Consumer Reports Money Adviser suggests following these guidelines to help you plan for a successful retirement:

• Save more and spend less. Keeping your expenses in line accomplishes two things: You’ll be able to save more for retirement, and you’ll be able to live on less once you stop working. If you’re looking to ratchet up your savings rate, try to cut back on your discretionary spending.

• Set up multiple types of accounts. First up is fully funding your 401(k), at least to the level you need to get your full employer match. Aim for a target of about 15 percent of your salary between your contributions and your employer’s. Then fund an IRA (Roth or traditional) and taxable accounts to hold investments you might not have access to in a 401(k), such as energy, commodities or real estate investment trusts.

• Maximize Social Security benefits. Every year that you delay collecting Social Security between the ages of 62 and 70 adds 8 percent to your eventual monthly payout – a guaranteed return you won’t get anywhere else.

If you’re close to retirement, you can probably assume you’ll get the full amount promised to you, but if you’re decades away, financial planners often recommend calculating your potential benefits with a 25 percent discount to account for any possible changes in the program.

Waiting as long as possible to collect Social Security might be the best strategy if you’re single or widowed, but married couples might want to consult a financial planner to learn how they can maximize their benefits.

• Reduce debt before you retire. Ideally you’ll be debt-free as you enter retirement. Of course, paying off high-rate credit card debt is a no-brainer.

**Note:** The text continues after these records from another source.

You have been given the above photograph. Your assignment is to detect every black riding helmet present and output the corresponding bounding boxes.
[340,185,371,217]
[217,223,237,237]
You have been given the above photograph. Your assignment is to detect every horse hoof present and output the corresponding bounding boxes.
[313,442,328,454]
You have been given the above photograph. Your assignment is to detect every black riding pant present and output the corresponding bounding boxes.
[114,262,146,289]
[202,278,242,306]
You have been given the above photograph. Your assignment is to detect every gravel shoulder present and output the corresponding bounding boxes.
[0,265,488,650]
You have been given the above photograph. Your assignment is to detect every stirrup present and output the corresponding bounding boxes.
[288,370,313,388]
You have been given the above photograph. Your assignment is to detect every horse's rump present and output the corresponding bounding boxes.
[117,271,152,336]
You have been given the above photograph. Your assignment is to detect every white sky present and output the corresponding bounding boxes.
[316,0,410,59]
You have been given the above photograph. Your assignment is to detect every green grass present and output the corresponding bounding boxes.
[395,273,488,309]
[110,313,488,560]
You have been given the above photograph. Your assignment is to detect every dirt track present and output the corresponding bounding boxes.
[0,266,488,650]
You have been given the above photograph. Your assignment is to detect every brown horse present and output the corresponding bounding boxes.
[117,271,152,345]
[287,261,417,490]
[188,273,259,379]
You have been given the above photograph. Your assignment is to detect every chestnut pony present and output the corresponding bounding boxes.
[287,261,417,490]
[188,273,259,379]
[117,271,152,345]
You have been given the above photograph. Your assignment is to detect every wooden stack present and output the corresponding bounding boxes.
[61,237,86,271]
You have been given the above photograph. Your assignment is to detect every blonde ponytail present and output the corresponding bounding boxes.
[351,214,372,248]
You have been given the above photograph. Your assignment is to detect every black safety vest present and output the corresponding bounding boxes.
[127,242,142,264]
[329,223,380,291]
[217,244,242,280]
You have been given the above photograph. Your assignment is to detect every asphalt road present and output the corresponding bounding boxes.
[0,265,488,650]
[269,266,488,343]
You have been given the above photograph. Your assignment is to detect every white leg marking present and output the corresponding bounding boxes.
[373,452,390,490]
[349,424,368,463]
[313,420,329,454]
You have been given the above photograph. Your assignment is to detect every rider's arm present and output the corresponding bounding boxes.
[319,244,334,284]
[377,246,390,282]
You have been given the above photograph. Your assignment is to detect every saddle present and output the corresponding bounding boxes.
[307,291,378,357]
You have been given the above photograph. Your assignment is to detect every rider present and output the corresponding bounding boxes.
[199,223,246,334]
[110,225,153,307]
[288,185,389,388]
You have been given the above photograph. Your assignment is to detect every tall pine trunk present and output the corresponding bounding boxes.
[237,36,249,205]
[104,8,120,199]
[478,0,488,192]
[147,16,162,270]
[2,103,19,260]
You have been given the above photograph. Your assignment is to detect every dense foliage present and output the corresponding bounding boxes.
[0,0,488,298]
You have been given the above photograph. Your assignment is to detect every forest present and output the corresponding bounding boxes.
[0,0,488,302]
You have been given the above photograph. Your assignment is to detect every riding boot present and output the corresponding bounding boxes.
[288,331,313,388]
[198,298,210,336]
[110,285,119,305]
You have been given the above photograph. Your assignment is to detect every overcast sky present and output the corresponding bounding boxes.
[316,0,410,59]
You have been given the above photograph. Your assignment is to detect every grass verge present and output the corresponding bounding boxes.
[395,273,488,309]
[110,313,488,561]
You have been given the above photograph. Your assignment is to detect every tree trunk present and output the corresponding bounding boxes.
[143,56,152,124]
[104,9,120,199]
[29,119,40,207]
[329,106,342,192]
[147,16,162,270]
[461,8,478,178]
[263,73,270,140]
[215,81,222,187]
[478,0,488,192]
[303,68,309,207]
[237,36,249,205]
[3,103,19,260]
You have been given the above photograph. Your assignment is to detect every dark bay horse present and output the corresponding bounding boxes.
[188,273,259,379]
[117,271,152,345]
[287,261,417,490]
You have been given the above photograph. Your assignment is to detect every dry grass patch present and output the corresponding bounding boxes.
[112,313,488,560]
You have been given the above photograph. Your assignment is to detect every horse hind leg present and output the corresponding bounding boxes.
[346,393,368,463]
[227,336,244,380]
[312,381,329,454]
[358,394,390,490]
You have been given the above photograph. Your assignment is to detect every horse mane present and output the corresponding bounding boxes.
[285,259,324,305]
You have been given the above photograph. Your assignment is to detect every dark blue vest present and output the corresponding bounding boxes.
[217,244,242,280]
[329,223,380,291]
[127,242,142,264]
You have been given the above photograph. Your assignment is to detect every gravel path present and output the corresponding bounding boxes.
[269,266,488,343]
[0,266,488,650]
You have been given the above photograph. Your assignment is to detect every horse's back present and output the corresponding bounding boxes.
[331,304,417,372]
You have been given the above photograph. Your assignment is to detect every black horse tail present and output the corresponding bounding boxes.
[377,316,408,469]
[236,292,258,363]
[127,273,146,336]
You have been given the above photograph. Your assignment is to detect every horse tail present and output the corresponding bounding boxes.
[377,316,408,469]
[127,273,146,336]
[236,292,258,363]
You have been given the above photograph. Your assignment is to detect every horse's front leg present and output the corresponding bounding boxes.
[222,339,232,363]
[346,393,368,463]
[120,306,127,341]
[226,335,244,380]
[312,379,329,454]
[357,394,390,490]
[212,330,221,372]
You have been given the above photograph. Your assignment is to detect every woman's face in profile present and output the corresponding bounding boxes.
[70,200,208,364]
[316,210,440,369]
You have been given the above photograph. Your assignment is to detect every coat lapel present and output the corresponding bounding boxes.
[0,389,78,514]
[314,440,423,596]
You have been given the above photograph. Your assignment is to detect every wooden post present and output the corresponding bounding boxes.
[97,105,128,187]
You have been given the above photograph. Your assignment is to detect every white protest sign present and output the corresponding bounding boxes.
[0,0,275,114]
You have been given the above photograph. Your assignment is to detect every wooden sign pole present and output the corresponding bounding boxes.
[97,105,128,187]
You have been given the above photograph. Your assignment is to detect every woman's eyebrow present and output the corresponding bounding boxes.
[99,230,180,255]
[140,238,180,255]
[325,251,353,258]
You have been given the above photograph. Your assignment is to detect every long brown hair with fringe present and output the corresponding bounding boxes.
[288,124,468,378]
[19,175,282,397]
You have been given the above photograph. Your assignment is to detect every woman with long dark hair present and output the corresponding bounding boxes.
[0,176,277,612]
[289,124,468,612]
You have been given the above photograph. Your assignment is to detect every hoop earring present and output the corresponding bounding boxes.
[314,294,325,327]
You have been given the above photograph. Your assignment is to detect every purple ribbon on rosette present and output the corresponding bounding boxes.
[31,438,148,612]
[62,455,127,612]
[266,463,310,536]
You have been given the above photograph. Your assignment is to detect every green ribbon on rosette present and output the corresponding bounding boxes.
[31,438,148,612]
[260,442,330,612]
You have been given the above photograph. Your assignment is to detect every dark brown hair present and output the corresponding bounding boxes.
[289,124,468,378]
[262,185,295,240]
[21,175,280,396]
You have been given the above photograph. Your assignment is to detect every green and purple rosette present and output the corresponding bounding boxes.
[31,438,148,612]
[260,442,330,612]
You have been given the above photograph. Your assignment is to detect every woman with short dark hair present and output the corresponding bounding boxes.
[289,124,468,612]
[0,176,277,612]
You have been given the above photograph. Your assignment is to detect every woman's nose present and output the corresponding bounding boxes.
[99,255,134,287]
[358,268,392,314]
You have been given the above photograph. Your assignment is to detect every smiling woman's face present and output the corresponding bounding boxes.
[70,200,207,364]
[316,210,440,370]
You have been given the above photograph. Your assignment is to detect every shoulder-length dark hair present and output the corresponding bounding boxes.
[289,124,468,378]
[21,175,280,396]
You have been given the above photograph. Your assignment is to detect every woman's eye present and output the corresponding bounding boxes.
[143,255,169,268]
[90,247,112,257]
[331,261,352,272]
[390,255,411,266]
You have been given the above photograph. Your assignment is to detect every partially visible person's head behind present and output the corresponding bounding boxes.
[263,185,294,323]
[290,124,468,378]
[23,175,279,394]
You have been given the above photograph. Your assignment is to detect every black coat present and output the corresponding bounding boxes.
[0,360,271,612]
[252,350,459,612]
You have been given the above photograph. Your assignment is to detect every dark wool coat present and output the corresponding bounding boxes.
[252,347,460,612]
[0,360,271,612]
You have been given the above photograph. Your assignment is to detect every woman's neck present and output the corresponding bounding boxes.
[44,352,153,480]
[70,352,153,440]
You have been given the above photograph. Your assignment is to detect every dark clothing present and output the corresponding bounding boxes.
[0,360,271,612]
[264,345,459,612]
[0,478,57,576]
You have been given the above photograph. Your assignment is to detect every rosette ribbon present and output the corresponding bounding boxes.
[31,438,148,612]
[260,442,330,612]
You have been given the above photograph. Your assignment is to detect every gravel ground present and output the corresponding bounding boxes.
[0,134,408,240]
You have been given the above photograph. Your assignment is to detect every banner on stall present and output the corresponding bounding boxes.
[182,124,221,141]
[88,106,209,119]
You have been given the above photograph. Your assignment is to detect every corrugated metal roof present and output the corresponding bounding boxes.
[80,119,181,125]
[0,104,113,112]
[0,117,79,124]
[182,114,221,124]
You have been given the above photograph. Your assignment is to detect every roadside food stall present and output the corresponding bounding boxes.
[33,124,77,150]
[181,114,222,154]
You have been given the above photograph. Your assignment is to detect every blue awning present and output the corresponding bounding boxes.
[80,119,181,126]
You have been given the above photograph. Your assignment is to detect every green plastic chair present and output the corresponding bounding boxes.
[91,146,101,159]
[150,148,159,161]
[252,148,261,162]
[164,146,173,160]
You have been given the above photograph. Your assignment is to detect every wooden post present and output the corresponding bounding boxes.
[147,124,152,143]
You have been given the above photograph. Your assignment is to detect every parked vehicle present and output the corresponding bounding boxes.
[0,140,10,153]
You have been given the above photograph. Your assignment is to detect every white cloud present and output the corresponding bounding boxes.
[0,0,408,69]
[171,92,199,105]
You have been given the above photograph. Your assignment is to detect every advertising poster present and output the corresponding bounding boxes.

But what about your mortgage? Pay it off and you can improve your cash flow in retirement, and perhaps gain some peace of mind. But if you can refinance with today’s rates as low as 2.75 percent for 15-year mortgages and 3.375 percent for 30-year ones, according to HSH.com data, an argument can be made for holding a mortgage into retirement.

• Consider health care costs. If you retire before age 65 and your employer doesn’t offer retiree health insurance, you’ll probably get sticker shock when you see the full cost of your health insurance. Once you reach age 65, you’ll be eligible for Medicare, though you’ll have to pay premiums for Part B coverage and for a Part D drug plan.

• Asset allocation still matters. If all goes well, you might be retired for 20 or 30 years. So you should continue to divide your investments among stocks for growth and inflation protection and bonds for income, even after you retire. One common rule of thumb, popularized by Vanguard’s founder, John Bogle, is that your bond allocation should equal your age.

• Plan your transition. In Consumer Reports Money Adviser’s 2011 survey, 14 percent of retired respondents said they regretted not developing friendships that would have lasted beyond their working years, and 9 percent said they wished they had hobbies or interests that would have kept them engaged in retirement. So before you call it quits, make sure you’re ready for a very different lifestyle.